Step-by-Step Instructions
Step 1: Prepare the Ice Cream Filling
- Scoop and Shape:
- Use a small cookie scoop or spoon to form the ice cream into 12 small balls (about 1–1.5 inches in diameter).
- Place each ball into a muffin tin or on a parchment-lined tray.
- Freeze:
- Freeze the ice cream balls for at least 2 hours, or until they’re completely firm.
Step 2: Make the Mochi Dough
- Combine Ingredients:
- In a microwave-safe bowl, mix the glutinous rice flour, sugar, and water until smooth and lump-free.
- Microwave the Dough:
- Cover the bowl loosely with plastic wrap or a microwave-safe lid. Microwave for 1 minute on high, then stir.
- Microwave for another 1 minute, stir again, and finally microwave for 30–45 seconds. The dough should turn glossy and sticky.
- Cool Slightly:
- Cover the bowl with a damp kitchen towel and let the dough cool until it’s warm but not hot to the touch.
Step 3: Roll Out the Mochi
- Prepare the Work Surface:
- Generously dust a clean surface with cornstarch or potato starch to prevent sticking.
- Roll the Dough:
- Transfer the mochi dough onto the prepared surface. Dust the top with more starch and roll it out to about 1/8-inch thickness.
- Cut the Circles:
- Use a round cutter (about 3.5–4 inches in diameter) to cut out 12 circles. Dust each circle lightly with starch to keep them from sticking together.
Step 4: Assemble the Mochi Ice Cream
- Wrap the Ice Cream:
- Take one mochi circle and gently brush off excess starch. Place an ice cream ball in the center of the circle.
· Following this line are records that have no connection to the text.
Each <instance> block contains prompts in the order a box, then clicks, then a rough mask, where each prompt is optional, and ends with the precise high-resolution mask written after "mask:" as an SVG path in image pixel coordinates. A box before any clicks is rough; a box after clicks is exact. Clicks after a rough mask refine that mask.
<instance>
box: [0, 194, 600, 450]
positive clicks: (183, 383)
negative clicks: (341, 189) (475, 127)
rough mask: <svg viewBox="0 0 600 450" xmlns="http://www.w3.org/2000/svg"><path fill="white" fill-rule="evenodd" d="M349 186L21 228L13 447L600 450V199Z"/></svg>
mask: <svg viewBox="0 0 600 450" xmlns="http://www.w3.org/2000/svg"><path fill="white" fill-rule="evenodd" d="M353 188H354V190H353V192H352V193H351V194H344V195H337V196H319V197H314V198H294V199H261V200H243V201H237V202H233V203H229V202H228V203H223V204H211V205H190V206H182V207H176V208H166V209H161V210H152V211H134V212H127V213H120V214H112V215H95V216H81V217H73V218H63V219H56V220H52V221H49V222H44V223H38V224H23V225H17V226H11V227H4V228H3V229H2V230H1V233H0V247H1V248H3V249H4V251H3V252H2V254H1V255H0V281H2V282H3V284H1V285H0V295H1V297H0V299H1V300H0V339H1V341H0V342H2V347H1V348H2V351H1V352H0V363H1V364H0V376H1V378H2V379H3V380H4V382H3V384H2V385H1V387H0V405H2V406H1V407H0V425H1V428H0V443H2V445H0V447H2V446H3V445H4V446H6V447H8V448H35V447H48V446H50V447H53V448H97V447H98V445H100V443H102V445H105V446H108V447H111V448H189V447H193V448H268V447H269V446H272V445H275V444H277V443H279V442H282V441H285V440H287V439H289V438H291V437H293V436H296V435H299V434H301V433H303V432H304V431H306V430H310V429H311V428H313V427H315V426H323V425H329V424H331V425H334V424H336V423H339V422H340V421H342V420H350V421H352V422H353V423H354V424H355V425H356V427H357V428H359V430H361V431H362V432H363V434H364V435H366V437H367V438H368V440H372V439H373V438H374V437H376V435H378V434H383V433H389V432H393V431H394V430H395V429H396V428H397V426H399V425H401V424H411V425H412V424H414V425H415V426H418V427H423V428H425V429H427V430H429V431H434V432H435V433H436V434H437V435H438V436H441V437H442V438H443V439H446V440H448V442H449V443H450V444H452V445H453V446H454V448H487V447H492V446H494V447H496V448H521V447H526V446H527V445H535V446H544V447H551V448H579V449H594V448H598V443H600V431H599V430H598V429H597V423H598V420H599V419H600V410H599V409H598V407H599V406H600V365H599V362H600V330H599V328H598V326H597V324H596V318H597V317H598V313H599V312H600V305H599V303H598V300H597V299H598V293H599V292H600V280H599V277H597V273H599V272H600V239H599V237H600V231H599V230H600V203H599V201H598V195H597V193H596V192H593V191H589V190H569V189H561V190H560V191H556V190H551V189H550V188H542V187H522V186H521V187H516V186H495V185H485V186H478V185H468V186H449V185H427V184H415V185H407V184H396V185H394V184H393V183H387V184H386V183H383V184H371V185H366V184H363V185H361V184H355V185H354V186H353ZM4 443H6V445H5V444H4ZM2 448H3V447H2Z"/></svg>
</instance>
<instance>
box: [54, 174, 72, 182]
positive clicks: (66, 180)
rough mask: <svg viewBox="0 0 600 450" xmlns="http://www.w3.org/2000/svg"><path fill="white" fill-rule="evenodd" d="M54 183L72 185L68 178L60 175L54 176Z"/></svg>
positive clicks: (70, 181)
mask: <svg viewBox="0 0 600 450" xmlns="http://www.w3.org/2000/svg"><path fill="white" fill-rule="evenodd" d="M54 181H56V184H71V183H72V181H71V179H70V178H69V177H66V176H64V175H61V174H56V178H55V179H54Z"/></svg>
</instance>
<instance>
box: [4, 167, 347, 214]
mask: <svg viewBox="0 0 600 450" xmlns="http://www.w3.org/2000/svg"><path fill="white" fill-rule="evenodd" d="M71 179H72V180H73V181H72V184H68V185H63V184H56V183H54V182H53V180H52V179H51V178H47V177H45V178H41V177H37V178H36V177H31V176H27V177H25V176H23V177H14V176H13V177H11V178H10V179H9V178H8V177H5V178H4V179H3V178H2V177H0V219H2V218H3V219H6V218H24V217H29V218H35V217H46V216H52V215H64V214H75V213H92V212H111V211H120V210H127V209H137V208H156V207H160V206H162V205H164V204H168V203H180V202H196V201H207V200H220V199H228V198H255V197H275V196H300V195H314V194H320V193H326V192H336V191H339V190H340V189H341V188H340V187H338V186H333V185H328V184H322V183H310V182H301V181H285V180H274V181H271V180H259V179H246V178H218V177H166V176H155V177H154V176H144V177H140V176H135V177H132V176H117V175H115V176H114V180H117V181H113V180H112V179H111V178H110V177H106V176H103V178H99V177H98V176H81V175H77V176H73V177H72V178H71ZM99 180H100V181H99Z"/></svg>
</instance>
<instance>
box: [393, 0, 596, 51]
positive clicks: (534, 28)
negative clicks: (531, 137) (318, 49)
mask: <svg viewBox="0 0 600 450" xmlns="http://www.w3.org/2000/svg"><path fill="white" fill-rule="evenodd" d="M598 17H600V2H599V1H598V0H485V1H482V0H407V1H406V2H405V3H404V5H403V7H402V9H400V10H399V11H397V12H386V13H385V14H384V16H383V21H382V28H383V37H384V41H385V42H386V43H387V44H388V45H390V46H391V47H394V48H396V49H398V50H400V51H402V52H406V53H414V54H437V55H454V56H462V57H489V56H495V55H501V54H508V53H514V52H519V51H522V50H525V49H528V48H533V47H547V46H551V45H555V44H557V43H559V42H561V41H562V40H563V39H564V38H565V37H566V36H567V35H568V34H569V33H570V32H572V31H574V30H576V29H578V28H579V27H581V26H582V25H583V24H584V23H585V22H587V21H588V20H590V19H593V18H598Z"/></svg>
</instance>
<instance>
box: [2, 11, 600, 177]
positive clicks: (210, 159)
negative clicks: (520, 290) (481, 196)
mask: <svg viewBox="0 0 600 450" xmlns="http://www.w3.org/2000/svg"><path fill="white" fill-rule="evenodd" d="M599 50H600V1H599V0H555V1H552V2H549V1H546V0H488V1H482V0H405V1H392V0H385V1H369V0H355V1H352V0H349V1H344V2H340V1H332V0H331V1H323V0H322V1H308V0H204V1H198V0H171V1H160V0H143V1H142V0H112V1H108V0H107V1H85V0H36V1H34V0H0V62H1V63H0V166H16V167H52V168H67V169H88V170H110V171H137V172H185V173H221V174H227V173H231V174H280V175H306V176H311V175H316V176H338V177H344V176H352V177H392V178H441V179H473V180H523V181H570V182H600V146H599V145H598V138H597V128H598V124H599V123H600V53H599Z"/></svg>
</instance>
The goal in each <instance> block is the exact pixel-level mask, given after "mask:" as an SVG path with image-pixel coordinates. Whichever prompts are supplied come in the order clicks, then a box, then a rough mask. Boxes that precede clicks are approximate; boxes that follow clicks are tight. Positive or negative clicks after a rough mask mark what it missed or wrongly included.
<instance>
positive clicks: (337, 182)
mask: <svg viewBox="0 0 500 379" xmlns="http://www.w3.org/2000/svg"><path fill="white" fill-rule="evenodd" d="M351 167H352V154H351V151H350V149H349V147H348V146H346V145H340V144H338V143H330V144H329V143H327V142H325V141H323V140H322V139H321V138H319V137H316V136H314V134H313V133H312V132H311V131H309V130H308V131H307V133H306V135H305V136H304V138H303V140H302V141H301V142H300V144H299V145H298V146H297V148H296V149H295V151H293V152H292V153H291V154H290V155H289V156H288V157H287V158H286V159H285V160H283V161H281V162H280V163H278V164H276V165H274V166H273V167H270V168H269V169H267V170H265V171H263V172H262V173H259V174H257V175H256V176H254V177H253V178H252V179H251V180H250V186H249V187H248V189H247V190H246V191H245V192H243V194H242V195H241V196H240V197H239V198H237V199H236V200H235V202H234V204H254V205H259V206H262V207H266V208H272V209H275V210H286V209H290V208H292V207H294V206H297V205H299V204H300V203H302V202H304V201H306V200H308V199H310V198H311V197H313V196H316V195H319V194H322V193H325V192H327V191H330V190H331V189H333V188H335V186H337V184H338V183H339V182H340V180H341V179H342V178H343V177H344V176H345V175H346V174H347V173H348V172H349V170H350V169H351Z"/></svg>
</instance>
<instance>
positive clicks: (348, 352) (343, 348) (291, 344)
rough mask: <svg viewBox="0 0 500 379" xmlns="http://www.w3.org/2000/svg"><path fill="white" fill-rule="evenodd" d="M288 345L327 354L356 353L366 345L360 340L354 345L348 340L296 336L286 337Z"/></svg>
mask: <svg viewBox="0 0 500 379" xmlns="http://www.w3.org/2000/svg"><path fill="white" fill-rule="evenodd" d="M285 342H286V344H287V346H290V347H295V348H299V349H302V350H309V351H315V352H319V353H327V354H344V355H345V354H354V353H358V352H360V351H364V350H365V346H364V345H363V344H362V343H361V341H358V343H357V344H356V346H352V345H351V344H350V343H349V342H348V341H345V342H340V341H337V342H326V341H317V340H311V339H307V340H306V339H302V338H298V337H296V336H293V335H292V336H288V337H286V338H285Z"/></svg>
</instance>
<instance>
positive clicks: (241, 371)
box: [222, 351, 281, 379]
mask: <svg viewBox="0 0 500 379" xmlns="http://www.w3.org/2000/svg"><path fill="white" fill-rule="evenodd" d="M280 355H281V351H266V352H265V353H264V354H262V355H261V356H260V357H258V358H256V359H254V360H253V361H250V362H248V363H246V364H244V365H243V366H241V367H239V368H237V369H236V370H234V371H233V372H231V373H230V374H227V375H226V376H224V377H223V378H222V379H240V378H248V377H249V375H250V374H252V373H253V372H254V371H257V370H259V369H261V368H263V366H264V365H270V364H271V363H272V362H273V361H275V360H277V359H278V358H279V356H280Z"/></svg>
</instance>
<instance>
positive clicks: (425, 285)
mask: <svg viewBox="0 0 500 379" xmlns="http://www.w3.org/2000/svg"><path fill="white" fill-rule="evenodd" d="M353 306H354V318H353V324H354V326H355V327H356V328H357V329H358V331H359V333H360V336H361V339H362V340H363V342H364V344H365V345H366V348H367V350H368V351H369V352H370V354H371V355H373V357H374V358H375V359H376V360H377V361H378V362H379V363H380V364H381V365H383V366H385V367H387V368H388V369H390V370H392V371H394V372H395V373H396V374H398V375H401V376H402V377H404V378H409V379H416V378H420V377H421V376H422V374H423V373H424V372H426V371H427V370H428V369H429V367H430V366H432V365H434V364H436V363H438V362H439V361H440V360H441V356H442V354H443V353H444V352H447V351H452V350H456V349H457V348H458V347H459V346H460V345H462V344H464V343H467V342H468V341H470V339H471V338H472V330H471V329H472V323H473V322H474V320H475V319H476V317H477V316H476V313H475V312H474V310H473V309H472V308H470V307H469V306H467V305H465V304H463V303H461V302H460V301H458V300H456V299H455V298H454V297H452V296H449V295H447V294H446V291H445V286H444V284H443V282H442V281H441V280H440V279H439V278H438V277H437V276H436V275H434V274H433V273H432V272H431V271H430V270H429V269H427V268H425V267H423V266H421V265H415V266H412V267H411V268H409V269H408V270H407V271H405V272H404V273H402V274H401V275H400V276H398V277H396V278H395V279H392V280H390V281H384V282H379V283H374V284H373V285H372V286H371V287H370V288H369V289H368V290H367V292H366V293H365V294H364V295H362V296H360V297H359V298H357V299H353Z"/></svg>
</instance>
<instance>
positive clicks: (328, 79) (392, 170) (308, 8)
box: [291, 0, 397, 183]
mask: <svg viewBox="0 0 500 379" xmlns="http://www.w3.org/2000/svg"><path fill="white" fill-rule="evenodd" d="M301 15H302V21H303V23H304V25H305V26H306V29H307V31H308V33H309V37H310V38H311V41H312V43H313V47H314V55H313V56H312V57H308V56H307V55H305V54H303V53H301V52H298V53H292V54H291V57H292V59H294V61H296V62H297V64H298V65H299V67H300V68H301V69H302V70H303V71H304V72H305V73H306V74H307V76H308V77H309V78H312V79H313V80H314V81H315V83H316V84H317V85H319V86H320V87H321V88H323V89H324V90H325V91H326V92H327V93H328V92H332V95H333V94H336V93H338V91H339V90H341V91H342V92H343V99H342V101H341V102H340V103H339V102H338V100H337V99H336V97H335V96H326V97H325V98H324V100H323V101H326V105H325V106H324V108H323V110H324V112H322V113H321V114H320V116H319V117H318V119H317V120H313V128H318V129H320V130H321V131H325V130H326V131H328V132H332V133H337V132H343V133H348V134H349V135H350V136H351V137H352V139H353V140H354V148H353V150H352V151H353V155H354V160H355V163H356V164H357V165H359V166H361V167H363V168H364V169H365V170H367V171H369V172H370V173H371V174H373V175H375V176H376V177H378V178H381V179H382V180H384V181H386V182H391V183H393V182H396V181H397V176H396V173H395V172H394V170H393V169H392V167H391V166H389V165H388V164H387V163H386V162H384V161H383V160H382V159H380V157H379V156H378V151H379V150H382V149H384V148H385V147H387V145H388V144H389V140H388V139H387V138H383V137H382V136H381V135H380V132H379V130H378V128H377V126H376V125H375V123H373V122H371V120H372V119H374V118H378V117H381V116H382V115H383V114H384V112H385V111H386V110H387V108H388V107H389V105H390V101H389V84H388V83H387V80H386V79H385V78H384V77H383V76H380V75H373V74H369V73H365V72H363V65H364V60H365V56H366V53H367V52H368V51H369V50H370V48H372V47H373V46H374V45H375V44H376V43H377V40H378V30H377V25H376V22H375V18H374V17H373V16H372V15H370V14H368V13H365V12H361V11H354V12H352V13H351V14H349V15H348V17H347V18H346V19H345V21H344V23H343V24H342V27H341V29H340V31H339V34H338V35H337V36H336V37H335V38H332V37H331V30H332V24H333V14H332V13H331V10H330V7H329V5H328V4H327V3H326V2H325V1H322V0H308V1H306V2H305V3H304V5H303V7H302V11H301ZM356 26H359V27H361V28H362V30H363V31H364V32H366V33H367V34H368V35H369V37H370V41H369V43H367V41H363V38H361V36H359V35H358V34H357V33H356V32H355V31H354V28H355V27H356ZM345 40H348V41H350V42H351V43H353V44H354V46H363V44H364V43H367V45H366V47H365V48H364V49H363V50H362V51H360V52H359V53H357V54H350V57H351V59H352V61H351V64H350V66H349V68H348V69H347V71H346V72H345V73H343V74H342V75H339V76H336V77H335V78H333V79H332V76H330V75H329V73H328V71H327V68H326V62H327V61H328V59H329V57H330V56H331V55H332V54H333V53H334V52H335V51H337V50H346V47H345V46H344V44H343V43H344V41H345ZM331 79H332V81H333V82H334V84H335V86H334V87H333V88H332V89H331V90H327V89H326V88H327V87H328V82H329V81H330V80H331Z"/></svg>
- Wrap the mochi around the ice cream, pinching the edges together at the bottom to seal.
- Smooth the Seam:
- Gently smooth the seam with your fingers, ensuring the ice cream is completely enclosed.
- Freeze:
- Place the wrapped mochi seam-side down on a parchment-lined tray and freeze for at least 1 hour to firm up.
Serving Suggestions
- Eat Cold:
- Allow the mochi ice cream to sit at room temperature for 2–3 minutes before serving for the perfect texture.
- Presentation:
- Arrange on a plate with fresh fruit or a dusting of matcha powder for an elegant touch.
Storage Tips
- Store the mochi ice cream in an airtight container in the freezer for up to 1 week. Wrap each piece in plastic wrap to prevent freezer burn.
Tips for Success
- Work Quickly:
- Ice cream melts fast, so work quickly during assembly. If needed, return everything to the freezer midway to firm up.
- Choose High-Quality Ice Cream:
- The ice cream is the star of the show, so pick a creamy, high-quality brand or make your own.
- Experiment with Flavors:
- Try unique fillings like green tea, black sesame, mango, or red bean ice cream.
Why You’ll Love This Recipe
Making mochi ice cream at home is a rewarding experience. It’s customizable, fun to make, and impresses everyone who tries it. The chewy, slightly sweet mochi paired with creamy, cold ice cream creates a dessert that’s both indulgent and playful.
Ready to roll into dessert bliss? These mochi ice cream bites are a perfect treat to share or savor solo!